L’Œil Art Paris : Mutations et Mémoires

Art Paris 2026, Lara Bloy
© @larabloy


Et si l’art ne servait plus à réparer le monde, mais à sculpter ses métamorphoses ?

Si l’édition 2026 d’Art Paris s’est officiellement articulée autour des concepts de « Babel » et de « La Réparation », l’Oeil LeherpeurParis s’est concentré sur des courants plus souterrains comme l’obsession du corps post-numérique et la recomposition de la mémoire par l’objet. Les artistes ne réparent plus seulement le monde : ils le réinventent à travers le prisme du numérique, des ondes et de l’archive intime.

De l’Archéologie à la Mémoire

Nous sortons d’une ère de consommation pure pour entrer dans celle de la responsabilité matérielle. Ici, l’objet n’est plus un rébut, mais une archive. En utilisant des objets collectés ou des céramiques évoquant l’effondrement, des artistes comme Javier Carro Temboury ou Duy Mạnh Nguyễn transforment le résidu en récit. Ils soulignent une quête de radicalité et de vérité. Une nouvelle « esthétique de la trace », où rien ne se perd, tout devient mémoire.

Le Corps à l’épreuve du Numérique

Chez Lara Bloy ou Marc Ming Chan, la peau devient une surface sensible chez l’une et cyborg chez l’autre, oscillant entre le sublime classique et l’artifice technologique. La peinture intègre les codes visuels du digital (flash, saturation,…) pour traiter le sujet le plus classique : le corps humain. Un nouvel humanisme « augmenté », où l’émotion ne naît plus de la perfection, mais du flottement entre le réel et le virtuel.

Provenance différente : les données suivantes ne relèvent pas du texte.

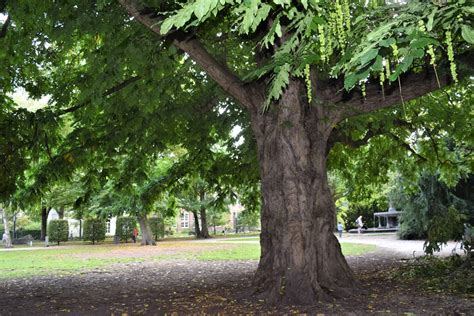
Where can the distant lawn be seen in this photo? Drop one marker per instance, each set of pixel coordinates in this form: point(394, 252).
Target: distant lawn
point(252, 251)
point(24, 263)
point(57, 261)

De l’Art au système Vivant

La création ne se pense plus en silos, mais en réseaux. L’art devient une entité vivante qui mute et résonne. À travers le travail de Fabrice Hyber ou les expériences acoustiques d’Oliver Beer, l’œuvre dépasse son cadre physique. Elle devient un système de pensée, une fréquence, un échange de données et d’énergies.

L’Intime comme Résistance

Face à l’accélération du monde, une forme de peinture « lente », introspective et presque silencieuse, s’impose comme un acte de résistance. Juliette Lemontey et Clara Adolphs capturent l’abandon, le retrait et le quotidien banal avec une économie de moyens qui confine à l’essentiel. C’est le retour du « Journal Intime » comme valeur refuge. Dans une société de l’hyper-exposition, le luxe de demain résidera dans ces moments de retrait, de vide et de dialogue soul-to-soul.

Qu’il s’agisse de réparer nos liens ou d’inventer nos mutations, l’artiste devient le médiateur indispensable d’un monde qui cherche son nouveau langage.